Responsibly integrating generative AI into technical workflows
Generative AI has substantial promise for tech employees' productivity if it's implemented carefully. For organizations, the key is to minimize risk without discouraging innovation.
Singh encourages leaders to be realistic: Developers and engineers typically want to experiment with new tools and platforms, which means that outright banning use of generative AI might not be desirable or even achievable.
"That's not the space we live in in tech," she said. "Accepting the hype, looking into it and giving guidance -- that's the goal."
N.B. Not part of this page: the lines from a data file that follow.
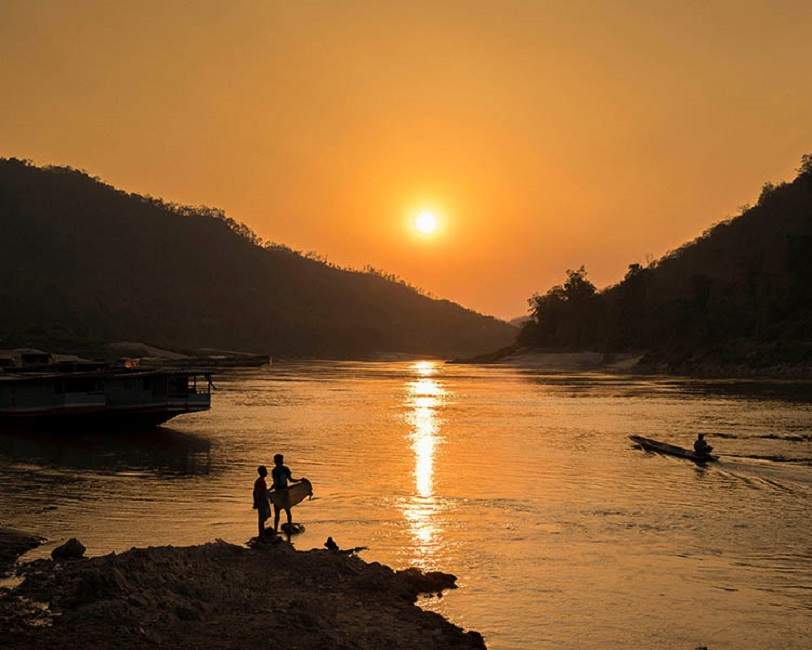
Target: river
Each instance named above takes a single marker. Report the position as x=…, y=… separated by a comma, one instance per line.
x=523, y=484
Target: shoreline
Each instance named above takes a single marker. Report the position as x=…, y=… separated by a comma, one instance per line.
x=221, y=595
x=699, y=365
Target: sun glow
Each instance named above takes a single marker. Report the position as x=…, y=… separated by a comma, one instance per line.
x=426, y=223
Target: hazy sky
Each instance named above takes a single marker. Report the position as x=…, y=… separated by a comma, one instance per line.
x=544, y=135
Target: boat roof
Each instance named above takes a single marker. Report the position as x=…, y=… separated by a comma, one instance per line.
x=18, y=374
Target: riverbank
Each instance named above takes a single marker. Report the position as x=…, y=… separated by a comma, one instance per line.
x=552, y=361
x=221, y=595
x=731, y=362
x=13, y=544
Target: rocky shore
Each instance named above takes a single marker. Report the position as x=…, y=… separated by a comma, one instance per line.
x=221, y=595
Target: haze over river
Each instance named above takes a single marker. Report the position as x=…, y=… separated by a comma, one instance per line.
x=521, y=483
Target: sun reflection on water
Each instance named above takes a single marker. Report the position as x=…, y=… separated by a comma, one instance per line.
x=424, y=396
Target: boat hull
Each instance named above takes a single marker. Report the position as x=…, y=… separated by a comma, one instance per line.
x=672, y=450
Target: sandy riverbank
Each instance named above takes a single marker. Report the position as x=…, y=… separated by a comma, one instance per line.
x=220, y=595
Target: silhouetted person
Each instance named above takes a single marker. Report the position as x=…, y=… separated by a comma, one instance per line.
x=701, y=447
x=281, y=475
x=261, y=504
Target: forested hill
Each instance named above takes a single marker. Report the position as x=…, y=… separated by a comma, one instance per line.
x=82, y=260
x=740, y=293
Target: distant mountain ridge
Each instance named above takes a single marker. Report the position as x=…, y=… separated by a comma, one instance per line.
x=81, y=260
x=739, y=297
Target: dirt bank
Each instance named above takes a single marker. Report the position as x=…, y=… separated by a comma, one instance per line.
x=219, y=595
x=13, y=544
x=551, y=361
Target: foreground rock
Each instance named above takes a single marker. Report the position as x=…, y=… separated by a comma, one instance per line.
x=13, y=544
x=73, y=549
x=220, y=595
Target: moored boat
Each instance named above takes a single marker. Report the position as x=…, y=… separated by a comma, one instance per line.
x=101, y=396
x=672, y=450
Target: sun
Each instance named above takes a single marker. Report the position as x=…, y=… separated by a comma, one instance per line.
x=426, y=223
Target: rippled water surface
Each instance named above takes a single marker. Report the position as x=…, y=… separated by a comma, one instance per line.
x=523, y=484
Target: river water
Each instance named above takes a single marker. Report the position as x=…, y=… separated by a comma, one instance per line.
x=523, y=484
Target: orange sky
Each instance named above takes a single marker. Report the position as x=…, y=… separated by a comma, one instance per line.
x=546, y=135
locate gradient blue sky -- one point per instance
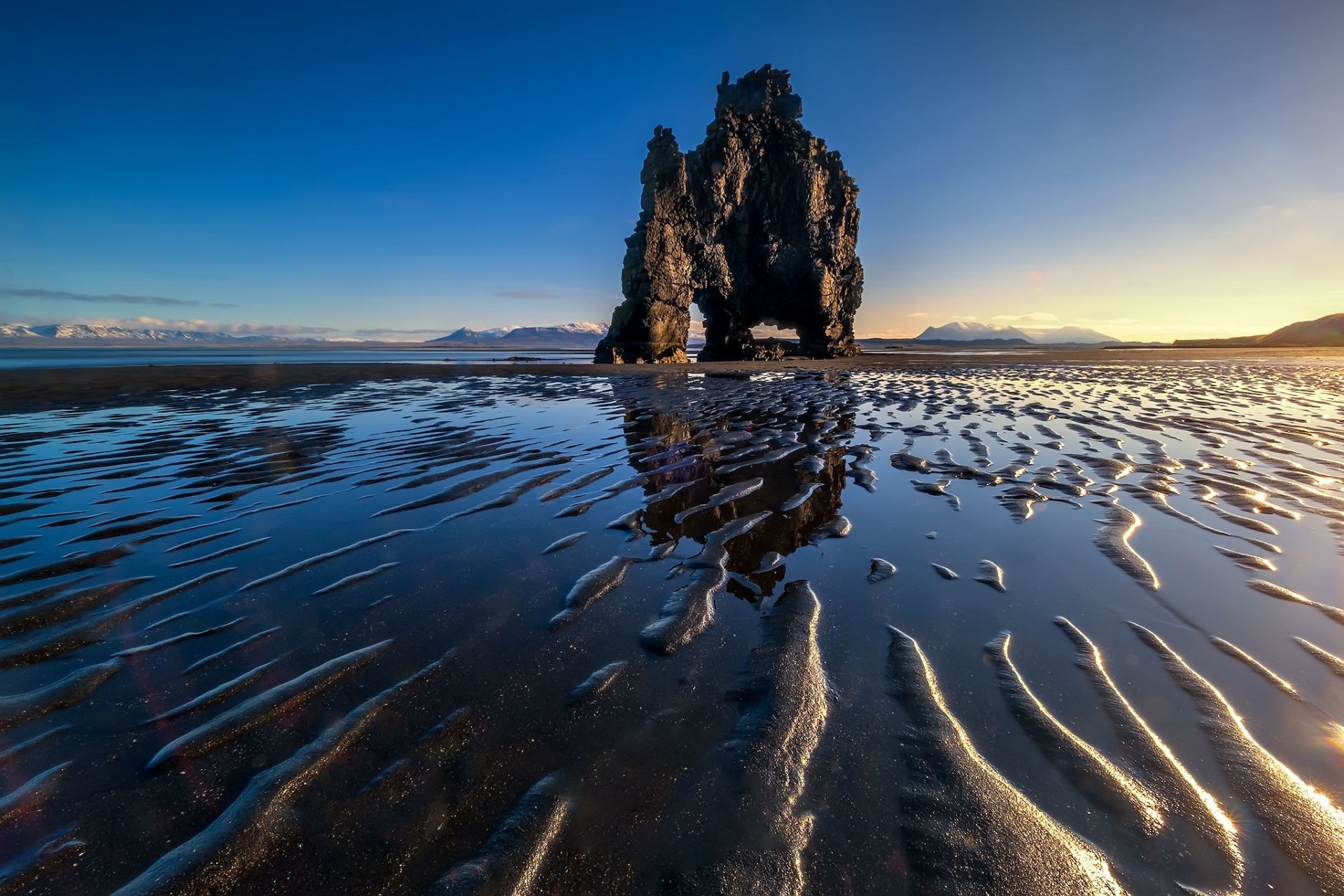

And that's not necessarily a bad thing. Attempting to ignore generative AI entirely might be riskier than allowing use within agreed-upon parameters. If no guidance is provided, employees could end up using a range of different AI tools without their employer's knowledge, creating security vulnerabilities and fragmented IT environments.
Leadership can get ahead of the problem by proactively setting expectations for appropriate AI use at the organizational level and developing internal policies accordingly. Generative AI tools are still in their early days, and security, ethics and copyright concerns loom over corporate deployments. Together, these considerations mean that open communication and clear guidance are essential.
"I think it is on leadership to now take that hype ... and create guidance and guardrails," Singh said. "To say, 'This is what is OK, this is what [we're] still figuring out, and this is not OK.'"
Developing ways to handle incorrect AI output -- a phenomenon known as hallucination -- and rigorous evaluation frameworks will also be key to successful enterprise adoption of generative AI. Currently, Kaur advocates small-scale, incremental implementation only after extensive human evaluation, including thoroughly testing edge cases.
"Having guardrails and having some idea of evaluation before you start using any of these tools is very important, because I personally don't think much is enterprise ready out there," she said.
At Honor, Kaur said that engineering teams have experimented with generative AI tools including GitHub Copilot and Sourcegraph's Cody. And although she's optimistic about their potential, especially Cody, she emphasized that extensive research and experimentation are needed before production deployments. Ongoing monitoring capabilities and consistently accurate results are especially critical in healthcare contexts like Honor's, where mistakes can directly affect patients' lives.
"It's not just about how fast you can process something, it's about how reliably you can process something," Kaur said. "And then, how do you keep checking that it's still doing what you wanted it to do?"